Benang merah ini setidaknya sudah melampaui hampir satu dekade generasi KMPP Jogja. Nafas pengabdian begitu memenuhi setiap detak dan detik denyut nadi orda tertua tersebut. Eksekusi kegiatan pengabdian KMPP digolongkan dalam dua aliran, klasik dan mutakhir. Keduanya saling mengkritik satu sama lain. Sistem klasik lahir dari “keangkuhan” penyelenggara pengabdian yang seolah – olah paling tahu kondisi masyarakat. Menilai segala fenomena dengan gagasannya yang bersumber dari kajian teoritis yang melahirkan dalil – dalil yang seolah – olah sudah tepat (menurut penyelenggara). Setelah melewati berbagai uji coba, lahirlah aliran mutakhir yang menyadari bahwa situasi lapangan tidak sesederhana seperti yang di dalil – dalilkan. Melahirkan Ijma’ dan Qiyash antara sesama pengabdi untuk bersikap. Memadukan dalil – dalil yang terus dipaksakan untuk diterapkan sambil memperhatikan kemajemukan masyarakat. Lahirlah interdisipliner yang mencoba untuk bersinergi bertukar pikiran, melepaskan benang kusut yang terlanjur rumit. Pemikiran ini melahirkan kaum mutakhir dengan pandangan “hermeunitik”. Hermeunitik menekankan pemecahan permasalahan selain membutuhkan banyak pihak dari berbagai bidang, juga perlu dilakukan secara berulang dengan siklus: dikaji – dilakukan – dibenahi – dikaji – dilakukan – dan dikaji kembali. Terobosan bina desa yang dicetuskan KMPP Jogja lebih tendensius ke arah mutakhir.

 Terkadang pemikiran abu – abu diperlukan, tidak serta merta hitam dan putih, keduanya bisa dipadukan tanpa dengan peran kedua warna tersebut tidak ada yang dominan. Mungkin inilah yang akan memunculkan aliran baru pengabdian di masa depan. Diprediksi kedepan akan ada pihak yang mendalami mutakhir kemudian mencoba mengkritisi kembali kelemahan aliran mutakhir.
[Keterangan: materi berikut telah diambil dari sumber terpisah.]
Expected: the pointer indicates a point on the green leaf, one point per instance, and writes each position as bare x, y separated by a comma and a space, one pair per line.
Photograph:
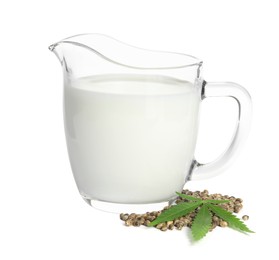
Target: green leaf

Rasanya memang harus kembali ke hermeunitik (penafsiran yang dilakukan secara berulang). Terkadang klasik dan mutakhir diperlukan dalam waktu yang bersamaan.

Mutakhir: Sebatas ilusi (?)

Mutakhir lahir menjadi sebuah resolusi dan menjawab dari segala problem yang dialami aliran klasik. Namun dalam praktinya agak susah dalam memisahkan keduanya. Dirasa cukup sukar untuk berdiri secara tegas di salahsatunya. Biasanya konsep dalam aliran klasik digunakan sebagai “hiburan” disela standardisasi konsep mutakhir yang cukup membosankan karena harus berkutat pada kajian yang kuat sebelum dieksekusi. Tidak bisa dimungkiri, untuk mencapai tujuan akhir konsep mutakhir diperlukan ketelitian dan kesabaran. Hasil tidak dapat langsung diperoleh, dan harus diwariskan antar generasi. Ujung dari tujuan ini adalah melanggengkan benang merah arah pergerakan KMPP Jogja.

Sejauh ini bina desa yang dilakukan masih sebatas seremonial dengan sedikit memikirkan unsur kebermanfaatan secara langsung. Secara kasat mata tampak demikian, namun sejatinya adalah dalam proses menghayati konsep mutakhir yang memang tidak dapat dirasakan langsung hasilnya. Aspek lain, kebermanfaatan baru dapat menjangkau internal KMPP Jogja untuk belajar terjun langsung memasuki problem di masyarakat. Namun tidak semata – mata bisa disalahkan, salahsatu hal yang paling sulit adalah menghadapi problem di masyarakat dengan segala kompleksitas problem. “Tidak ada hal yang sia – sia”.